I'll add a 20-rep leg curls my lower body days when Im in better shape.

These are hip ex's http://www.exrx.net/WeightExercises/Hamstrings/WTHipExtension.html
They also work the hams really hard. These also hit my calfs. But, I do em alittle differently from everyone else. I look up and keep my chest out and shoulders back, like a deadlift. And, when am comming up, I thrust my hips forward, that helps work the hams more than the lower back. The hip extension contraption at my gym has a place to put your feet against (unlike the one in the link provided) ; on that, I am on my the balls of my feet, my heels are off the foot rest.

As for the glut/ham rasises, they didn't work on the leg curl machine, I kept falling off.

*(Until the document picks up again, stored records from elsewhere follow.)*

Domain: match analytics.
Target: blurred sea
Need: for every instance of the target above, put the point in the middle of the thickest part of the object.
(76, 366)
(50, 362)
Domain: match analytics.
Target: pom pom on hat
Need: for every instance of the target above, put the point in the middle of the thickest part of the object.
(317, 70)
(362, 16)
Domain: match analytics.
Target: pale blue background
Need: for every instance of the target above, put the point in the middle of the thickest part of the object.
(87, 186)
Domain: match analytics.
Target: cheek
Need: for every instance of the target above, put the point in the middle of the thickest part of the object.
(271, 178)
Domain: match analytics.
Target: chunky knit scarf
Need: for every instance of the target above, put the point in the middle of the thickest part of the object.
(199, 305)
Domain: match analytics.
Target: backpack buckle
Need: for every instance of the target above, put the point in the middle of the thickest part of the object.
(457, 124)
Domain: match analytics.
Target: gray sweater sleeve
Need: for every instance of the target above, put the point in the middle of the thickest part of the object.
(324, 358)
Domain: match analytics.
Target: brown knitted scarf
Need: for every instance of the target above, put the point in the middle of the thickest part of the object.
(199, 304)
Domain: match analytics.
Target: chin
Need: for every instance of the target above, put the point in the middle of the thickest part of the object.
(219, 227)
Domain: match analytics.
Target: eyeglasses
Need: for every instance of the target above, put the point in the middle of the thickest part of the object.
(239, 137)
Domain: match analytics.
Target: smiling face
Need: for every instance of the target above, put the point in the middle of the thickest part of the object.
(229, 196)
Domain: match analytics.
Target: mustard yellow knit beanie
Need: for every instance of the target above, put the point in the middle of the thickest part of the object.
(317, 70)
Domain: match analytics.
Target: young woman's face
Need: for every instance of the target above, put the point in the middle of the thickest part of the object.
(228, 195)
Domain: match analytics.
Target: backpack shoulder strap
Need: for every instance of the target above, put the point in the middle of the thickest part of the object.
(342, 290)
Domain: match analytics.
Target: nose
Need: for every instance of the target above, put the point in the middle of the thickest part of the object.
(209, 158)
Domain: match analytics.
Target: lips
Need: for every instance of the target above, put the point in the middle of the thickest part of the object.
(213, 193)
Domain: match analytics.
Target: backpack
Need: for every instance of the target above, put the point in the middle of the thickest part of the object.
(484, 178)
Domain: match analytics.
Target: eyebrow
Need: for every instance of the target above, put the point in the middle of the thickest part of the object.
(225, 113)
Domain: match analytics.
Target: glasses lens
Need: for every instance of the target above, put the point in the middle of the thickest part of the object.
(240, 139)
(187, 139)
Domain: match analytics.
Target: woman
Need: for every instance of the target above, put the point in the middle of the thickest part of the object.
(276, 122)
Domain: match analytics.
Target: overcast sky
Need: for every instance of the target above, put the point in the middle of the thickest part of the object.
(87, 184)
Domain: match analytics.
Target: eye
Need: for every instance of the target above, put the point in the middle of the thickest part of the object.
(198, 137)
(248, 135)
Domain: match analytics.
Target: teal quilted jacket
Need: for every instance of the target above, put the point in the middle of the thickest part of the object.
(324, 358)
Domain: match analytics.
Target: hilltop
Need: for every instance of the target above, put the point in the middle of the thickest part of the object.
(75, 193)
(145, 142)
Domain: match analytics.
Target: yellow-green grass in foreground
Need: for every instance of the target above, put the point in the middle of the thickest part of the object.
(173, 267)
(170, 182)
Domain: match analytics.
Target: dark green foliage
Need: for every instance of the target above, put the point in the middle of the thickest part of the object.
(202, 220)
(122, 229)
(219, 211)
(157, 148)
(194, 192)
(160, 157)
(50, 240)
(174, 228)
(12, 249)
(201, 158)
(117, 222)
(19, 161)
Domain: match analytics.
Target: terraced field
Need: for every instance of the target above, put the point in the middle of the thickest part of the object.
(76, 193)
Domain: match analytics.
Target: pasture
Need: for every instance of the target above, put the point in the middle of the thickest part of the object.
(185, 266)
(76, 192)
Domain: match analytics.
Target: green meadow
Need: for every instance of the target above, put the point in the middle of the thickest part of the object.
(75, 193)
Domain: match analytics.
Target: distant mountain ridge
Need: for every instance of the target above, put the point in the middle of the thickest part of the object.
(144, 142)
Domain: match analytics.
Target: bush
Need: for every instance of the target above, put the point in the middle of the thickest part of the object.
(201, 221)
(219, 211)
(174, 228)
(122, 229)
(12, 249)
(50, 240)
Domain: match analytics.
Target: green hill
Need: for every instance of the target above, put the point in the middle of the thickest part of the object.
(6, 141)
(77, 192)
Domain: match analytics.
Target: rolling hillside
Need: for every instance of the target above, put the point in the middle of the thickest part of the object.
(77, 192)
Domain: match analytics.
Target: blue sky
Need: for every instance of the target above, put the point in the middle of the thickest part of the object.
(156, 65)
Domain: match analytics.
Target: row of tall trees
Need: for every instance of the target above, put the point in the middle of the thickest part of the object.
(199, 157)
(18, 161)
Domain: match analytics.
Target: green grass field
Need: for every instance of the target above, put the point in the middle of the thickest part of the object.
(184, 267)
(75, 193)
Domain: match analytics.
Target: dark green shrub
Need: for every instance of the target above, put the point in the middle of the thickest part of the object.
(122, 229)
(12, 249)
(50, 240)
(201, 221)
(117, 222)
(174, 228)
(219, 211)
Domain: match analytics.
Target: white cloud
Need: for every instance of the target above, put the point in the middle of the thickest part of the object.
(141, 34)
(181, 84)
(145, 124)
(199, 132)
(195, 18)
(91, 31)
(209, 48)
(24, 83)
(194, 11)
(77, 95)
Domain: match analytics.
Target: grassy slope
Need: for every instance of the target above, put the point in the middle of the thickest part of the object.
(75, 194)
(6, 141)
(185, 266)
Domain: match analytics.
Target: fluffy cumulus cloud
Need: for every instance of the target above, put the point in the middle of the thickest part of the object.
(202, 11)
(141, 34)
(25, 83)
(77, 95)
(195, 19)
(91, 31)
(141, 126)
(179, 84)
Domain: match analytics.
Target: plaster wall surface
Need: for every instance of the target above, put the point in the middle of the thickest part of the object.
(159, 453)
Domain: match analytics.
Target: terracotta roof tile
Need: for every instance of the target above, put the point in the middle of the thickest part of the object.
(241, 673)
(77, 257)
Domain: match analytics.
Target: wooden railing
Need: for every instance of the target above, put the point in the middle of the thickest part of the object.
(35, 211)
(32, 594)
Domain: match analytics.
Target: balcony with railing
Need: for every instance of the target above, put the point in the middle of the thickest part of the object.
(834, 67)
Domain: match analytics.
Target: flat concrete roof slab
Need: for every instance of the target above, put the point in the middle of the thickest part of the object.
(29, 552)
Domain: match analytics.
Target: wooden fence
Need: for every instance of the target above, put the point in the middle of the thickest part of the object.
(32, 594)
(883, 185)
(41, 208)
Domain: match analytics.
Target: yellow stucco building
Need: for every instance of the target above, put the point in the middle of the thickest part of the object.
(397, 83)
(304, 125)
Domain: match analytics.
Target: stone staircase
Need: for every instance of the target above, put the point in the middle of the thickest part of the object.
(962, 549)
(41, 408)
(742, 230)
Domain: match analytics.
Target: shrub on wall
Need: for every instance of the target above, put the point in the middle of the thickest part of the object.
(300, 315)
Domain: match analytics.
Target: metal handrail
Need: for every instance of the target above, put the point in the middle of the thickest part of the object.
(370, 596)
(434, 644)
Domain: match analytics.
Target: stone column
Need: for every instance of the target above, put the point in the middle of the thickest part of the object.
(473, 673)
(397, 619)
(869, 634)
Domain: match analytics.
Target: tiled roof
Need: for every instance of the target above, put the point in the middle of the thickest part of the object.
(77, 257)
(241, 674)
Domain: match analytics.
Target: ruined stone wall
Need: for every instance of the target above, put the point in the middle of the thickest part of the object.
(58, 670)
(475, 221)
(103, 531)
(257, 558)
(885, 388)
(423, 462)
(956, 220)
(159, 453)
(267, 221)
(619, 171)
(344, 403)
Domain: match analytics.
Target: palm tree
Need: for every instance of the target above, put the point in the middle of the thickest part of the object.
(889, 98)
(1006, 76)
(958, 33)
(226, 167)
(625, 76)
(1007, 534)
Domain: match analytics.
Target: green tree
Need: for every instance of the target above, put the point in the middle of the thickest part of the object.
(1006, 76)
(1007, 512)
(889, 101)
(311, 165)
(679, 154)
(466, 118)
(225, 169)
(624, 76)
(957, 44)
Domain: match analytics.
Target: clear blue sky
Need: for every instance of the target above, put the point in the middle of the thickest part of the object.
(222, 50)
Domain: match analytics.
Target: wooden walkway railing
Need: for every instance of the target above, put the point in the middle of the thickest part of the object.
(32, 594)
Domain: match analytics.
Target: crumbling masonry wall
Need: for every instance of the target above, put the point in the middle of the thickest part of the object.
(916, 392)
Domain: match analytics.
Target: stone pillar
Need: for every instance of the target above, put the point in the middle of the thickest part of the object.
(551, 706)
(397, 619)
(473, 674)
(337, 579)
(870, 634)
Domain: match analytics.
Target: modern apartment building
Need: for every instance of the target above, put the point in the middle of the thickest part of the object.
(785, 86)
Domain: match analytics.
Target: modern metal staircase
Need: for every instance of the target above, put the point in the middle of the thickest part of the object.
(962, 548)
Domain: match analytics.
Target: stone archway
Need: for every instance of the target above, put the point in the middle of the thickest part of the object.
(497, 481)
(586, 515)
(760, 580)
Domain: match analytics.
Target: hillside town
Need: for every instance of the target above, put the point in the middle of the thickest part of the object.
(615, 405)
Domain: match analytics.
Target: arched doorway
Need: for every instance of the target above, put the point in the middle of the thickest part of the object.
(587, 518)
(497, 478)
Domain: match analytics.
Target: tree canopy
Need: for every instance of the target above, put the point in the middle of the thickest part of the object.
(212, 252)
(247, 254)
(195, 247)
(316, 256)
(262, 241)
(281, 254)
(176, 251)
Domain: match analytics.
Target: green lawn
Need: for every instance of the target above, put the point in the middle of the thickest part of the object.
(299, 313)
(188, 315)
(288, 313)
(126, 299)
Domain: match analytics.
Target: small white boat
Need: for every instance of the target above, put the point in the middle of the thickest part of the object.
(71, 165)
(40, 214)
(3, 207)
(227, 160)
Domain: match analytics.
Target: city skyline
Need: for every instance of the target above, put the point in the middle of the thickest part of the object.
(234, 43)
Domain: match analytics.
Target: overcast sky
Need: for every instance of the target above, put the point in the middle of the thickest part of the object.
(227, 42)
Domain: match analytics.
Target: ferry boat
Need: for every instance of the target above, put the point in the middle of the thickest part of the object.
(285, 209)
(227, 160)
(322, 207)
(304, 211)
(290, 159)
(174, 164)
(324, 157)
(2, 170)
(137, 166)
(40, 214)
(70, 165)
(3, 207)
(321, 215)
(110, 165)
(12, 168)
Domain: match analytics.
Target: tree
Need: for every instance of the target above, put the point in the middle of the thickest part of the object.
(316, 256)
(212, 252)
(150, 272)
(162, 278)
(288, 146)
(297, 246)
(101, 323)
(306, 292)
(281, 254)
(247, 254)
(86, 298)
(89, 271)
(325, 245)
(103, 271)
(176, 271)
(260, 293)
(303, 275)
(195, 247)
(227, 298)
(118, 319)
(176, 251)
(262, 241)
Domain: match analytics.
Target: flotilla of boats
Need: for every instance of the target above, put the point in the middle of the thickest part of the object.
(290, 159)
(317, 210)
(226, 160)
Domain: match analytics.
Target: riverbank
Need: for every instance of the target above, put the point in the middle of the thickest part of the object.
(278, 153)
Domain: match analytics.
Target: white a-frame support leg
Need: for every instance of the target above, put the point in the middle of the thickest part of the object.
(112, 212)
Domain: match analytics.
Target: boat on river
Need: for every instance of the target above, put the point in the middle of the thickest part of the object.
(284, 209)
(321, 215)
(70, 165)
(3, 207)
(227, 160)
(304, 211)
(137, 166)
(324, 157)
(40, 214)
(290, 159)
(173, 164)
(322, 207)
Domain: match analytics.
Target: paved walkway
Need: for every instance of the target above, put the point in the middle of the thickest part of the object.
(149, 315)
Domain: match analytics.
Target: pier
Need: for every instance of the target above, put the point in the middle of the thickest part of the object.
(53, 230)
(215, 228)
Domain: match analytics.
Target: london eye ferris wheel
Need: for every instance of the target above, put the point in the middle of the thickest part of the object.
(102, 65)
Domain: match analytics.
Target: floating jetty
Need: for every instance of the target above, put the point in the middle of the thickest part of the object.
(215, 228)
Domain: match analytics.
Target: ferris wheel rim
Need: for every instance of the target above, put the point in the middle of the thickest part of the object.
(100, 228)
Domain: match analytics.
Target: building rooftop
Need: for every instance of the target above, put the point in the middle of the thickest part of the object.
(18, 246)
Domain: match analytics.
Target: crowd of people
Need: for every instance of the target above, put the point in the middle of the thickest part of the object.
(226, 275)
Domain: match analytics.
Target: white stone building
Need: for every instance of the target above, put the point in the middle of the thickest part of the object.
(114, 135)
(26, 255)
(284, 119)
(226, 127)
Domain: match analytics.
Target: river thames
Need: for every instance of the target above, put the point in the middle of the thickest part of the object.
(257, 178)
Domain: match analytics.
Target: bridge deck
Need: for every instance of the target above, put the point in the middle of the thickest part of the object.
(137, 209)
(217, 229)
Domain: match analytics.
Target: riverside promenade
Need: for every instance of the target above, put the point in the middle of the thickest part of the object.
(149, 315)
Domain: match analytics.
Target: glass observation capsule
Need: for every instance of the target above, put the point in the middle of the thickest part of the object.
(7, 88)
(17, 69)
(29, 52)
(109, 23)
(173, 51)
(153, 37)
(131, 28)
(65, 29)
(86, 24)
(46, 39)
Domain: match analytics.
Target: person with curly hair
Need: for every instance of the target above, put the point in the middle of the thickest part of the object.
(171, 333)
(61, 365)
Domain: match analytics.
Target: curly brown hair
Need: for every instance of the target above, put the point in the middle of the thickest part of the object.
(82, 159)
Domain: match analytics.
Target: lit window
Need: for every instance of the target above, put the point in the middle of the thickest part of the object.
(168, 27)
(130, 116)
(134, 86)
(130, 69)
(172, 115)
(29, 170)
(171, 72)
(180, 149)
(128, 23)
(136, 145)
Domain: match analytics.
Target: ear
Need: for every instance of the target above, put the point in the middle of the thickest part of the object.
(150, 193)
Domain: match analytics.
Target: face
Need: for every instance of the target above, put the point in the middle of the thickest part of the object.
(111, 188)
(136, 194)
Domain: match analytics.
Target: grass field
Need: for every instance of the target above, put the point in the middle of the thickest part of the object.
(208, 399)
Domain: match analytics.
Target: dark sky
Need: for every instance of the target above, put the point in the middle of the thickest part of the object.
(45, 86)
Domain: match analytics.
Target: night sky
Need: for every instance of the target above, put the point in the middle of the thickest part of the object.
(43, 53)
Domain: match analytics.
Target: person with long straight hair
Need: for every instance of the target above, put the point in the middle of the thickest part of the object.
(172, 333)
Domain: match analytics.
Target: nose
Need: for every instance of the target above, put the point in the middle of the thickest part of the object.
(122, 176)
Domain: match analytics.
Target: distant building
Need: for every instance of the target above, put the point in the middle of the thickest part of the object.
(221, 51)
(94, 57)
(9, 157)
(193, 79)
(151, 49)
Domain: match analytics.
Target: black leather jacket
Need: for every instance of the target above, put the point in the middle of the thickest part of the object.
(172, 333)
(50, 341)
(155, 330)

I guess hip ex and leg curls will do for now. I'll definatly complain about their lab of a glut-ham machine though.

Yeah Im at the point where I can no longer do deads and squats in the same day. I used cuz I was at a novice level, and those exersices wouldn't do that much damage to my body, but now Im gonna do em on seperate days.

I havn't reported some of my upper body days since I was just getting back in shape, and I didn't really care to remember what I did exactly, but I do incline bb press. I also get a whole lot of tricep/shoulder work from jiujitsu. If it wasn't for jiujitsu, I would incline laterial raises and other random shoulder/tricep exercises.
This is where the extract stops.